The budget issues facing MaineDOT are mirrored at the turnpike, although the turnpike’s situation has been amplified in the short term by a drop in highway travel. In August alone, travel was down by 6 percent; the first two weeks of September showed an even sharper decline. With falling traffic comes falling revenue, and even though the typically conservative organization had planned for only moderate traffic growth (+2 percent), it is now faced with decreasing revenues for the first time in its 61-year history. That has led the authority to trim its 2008 and 2009 operating budgets significantly.
 
While some of those savings have come from streamlining operations, E-ZPass efficiencies and the reduction of staffing through attrition, the authority also has reduced the scope of several projects, according to Merfeld. “We’ve eliminated some contingencies and are only doing what we need to get done,” said Merfeld.
 
That means the authority will continue to repair and replace its aging stock of bridges in the northern section of the turnpike – bridges that were built before the advent of the interstate and modern bridge design standards. But in many cases, the emphasis will be on repairing bridges rather than rebuilding them.
 
“We’re looking at them and saying ‘Is this a safety hazard?’ and if not, we’re not spending the money,” said Merfeld. He also noted that a $2 million reconstruction project planned for a 1.5-mile section of road in Wells this fall has been sidelined. Instead, Merfeld said, contractors will lay down a maintenance layer of asphalt that will buy some time before that piece of road can be rebuilt. The retooled price for that project? Approximately $100,000.
 
While cost-cutting has helped ease some budget pressures, “there’s only so much we can do without reducing levels of service,” said Merfeld. (He was quick to add that the announcement this fall that the turnpike was planning to delay widening of the highway in Portland was not a budget-driven decision. That is, he said, a function of lower than projected traffic volumes.)

No choice
 
In the coming months, as the authority and the legislature look ahead to 2010, the authority envisions an operating budget that is likely to be lower than the one approved for 2009 due to the drop in revenues. This is what Merfeld calls a “new baseline” with high energy prices continuing to place upward pressures on operating and maintenance costs – and keeping traffic and revenues trending down. As revenues drop though, and energy prices continue to climb, the turnpike may have to enact additional cuts in other areas .
 
“Nobody knows what’s going to happen,” said Merfeld. “At best right now, it’s a guessing game and we’re looking at a new baseline – not necessarily a worst case scenario – but keeping in mind that energy costs are not likely to go down” to pre-2008 levels.
 
Still, unlike MaineDOT, the turnpike is structured on a business model with a board of directors and a charter that protects the investment of its bondholders. That charter was approved by the Maine Legislature in the 1940s, and throughout the years it has served to protect the safety and efficiency of the highway. “The turnpike is part of the interstate system and even though traffic is down this year, we have to remember that millions of people and businesses rely on this road.

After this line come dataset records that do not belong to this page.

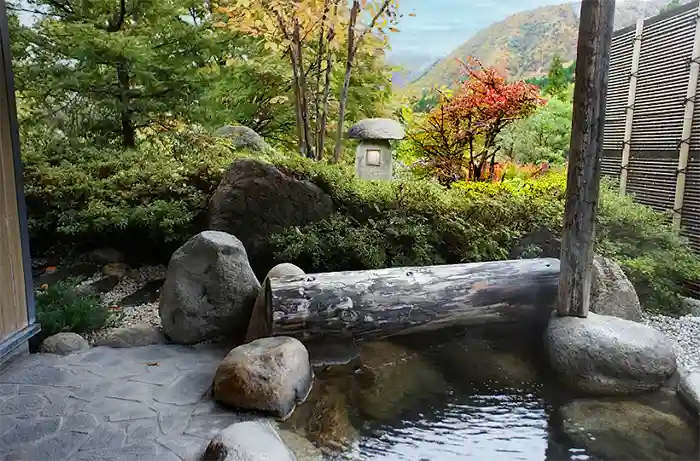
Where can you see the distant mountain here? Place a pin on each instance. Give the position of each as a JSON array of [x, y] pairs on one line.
[[524, 44]]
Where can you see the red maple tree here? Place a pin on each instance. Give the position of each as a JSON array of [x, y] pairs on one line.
[[460, 135]]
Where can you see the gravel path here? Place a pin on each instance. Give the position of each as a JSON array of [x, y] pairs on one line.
[[132, 315], [684, 332]]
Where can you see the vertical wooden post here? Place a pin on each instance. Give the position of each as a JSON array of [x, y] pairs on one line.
[[583, 177], [687, 127], [629, 116]]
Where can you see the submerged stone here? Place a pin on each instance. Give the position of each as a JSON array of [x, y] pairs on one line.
[[393, 380], [628, 431], [248, 441], [689, 391], [271, 375]]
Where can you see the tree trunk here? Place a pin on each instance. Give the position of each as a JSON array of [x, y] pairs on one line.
[[321, 141], [304, 109], [346, 81], [301, 137], [583, 176], [380, 303], [317, 81], [127, 124]]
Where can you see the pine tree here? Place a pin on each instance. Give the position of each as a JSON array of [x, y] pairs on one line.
[[557, 82], [104, 69]]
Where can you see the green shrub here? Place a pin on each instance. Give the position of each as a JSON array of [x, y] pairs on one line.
[[157, 197], [150, 199], [399, 223], [62, 307]]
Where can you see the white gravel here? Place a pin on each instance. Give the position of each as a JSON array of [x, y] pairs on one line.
[[134, 280], [684, 332]]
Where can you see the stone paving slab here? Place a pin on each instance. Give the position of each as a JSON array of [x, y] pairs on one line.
[[149, 403]]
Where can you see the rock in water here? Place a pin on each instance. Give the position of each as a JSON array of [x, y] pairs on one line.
[[394, 380], [209, 290], [64, 344], [272, 375], [325, 417], [255, 200], [689, 391], [260, 324], [243, 137], [612, 293], [628, 431], [248, 441], [603, 355]]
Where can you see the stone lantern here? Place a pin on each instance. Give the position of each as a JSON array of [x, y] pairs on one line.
[[373, 159]]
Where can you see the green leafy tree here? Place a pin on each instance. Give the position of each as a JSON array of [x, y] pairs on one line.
[[557, 81], [108, 68], [543, 137]]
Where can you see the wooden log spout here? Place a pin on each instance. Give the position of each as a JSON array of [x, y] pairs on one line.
[[380, 303]]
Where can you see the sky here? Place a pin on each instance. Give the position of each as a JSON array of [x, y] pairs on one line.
[[442, 25]]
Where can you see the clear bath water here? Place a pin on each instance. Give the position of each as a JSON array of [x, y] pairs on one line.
[[486, 415]]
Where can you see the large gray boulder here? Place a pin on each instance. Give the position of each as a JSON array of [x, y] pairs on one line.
[[64, 344], [209, 290], [270, 375], [377, 128], [612, 293], [248, 441], [243, 137], [255, 200], [603, 355]]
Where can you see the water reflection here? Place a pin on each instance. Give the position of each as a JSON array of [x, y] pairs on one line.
[[475, 397]]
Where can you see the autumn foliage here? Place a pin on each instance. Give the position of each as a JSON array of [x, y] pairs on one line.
[[459, 137]]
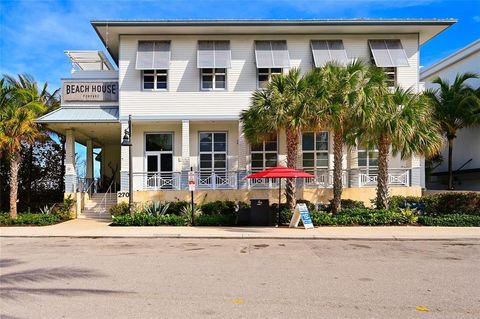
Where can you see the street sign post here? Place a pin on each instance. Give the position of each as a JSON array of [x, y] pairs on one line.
[[301, 213], [191, 188]]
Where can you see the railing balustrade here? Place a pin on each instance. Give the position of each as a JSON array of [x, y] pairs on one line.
[[229, 180], [216, 180]]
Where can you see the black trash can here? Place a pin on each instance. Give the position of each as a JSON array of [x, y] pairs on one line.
[[260, 213]]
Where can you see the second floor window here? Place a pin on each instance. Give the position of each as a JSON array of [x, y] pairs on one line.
[[213, 79], [368, 159], [265, 76], [155, 80], [264, 155], [314, 151]]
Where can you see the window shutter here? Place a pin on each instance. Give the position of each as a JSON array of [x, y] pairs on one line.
[[388, 53]]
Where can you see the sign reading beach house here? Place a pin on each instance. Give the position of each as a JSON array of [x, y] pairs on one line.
[[92, 91]]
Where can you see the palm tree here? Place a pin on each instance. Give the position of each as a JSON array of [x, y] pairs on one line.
[[283, 105], [21, 103], [338, 90], [456, 106], [401, 121]]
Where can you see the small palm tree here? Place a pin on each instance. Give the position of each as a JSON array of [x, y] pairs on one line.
[[21, 103], [338, 90], [283, 105], [456, 106], [401, 121]]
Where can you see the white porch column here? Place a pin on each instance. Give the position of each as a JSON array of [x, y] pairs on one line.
[[185, 154], [352, 166], [70, 172], [242, 157], [124, 161], [89, 159], [417, 178], [185, 145]]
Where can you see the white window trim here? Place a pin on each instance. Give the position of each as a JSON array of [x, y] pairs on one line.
[[367, 151], [263, 152], [147, 153], [212, 152], [315, 151], [270, 74], [154, 80], [214, 74]]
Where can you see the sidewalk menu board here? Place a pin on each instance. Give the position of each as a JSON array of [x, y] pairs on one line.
[[301, 213]]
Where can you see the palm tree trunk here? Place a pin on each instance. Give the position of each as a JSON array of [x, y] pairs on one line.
[[292, 150], [14, 168], [337, 171], [62, 169], [382, 175], [450, 163]]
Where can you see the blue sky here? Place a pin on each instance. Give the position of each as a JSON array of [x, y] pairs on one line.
[[35, 33]]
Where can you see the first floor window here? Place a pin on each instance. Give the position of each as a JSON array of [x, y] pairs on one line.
[[368, 159], [264, 154], [315, 147], [155, 79], [265, 76], [213, 151], [213, 79]]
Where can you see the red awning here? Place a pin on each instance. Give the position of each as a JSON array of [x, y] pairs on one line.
[[280, 172]]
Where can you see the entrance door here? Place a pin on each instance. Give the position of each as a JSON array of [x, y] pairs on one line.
[[159, 152]]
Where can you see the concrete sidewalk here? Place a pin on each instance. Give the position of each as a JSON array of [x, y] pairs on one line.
[[91, 228]]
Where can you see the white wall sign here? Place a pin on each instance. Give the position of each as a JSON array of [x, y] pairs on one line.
[[301, 213], [93, 91]]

We have to maintain this highway to a reasonable standard. We don’t have a choice,” said Merfeld.
 

Maintaining Maine’s highways is the goal at MaineDOT as well, and Sweeney expressed hope that the department would be able to resume its paving program next year. He said the department, though, will be keeping a close eye on asphalt prices and, if they rise again, will be ready to adjust its paving programs accordingly. “If the price [of liquid asphalt] jumps to $900 or $1,200 per ton, we’ll be in the same predicament,” said Sweeney. “We only have so much money.”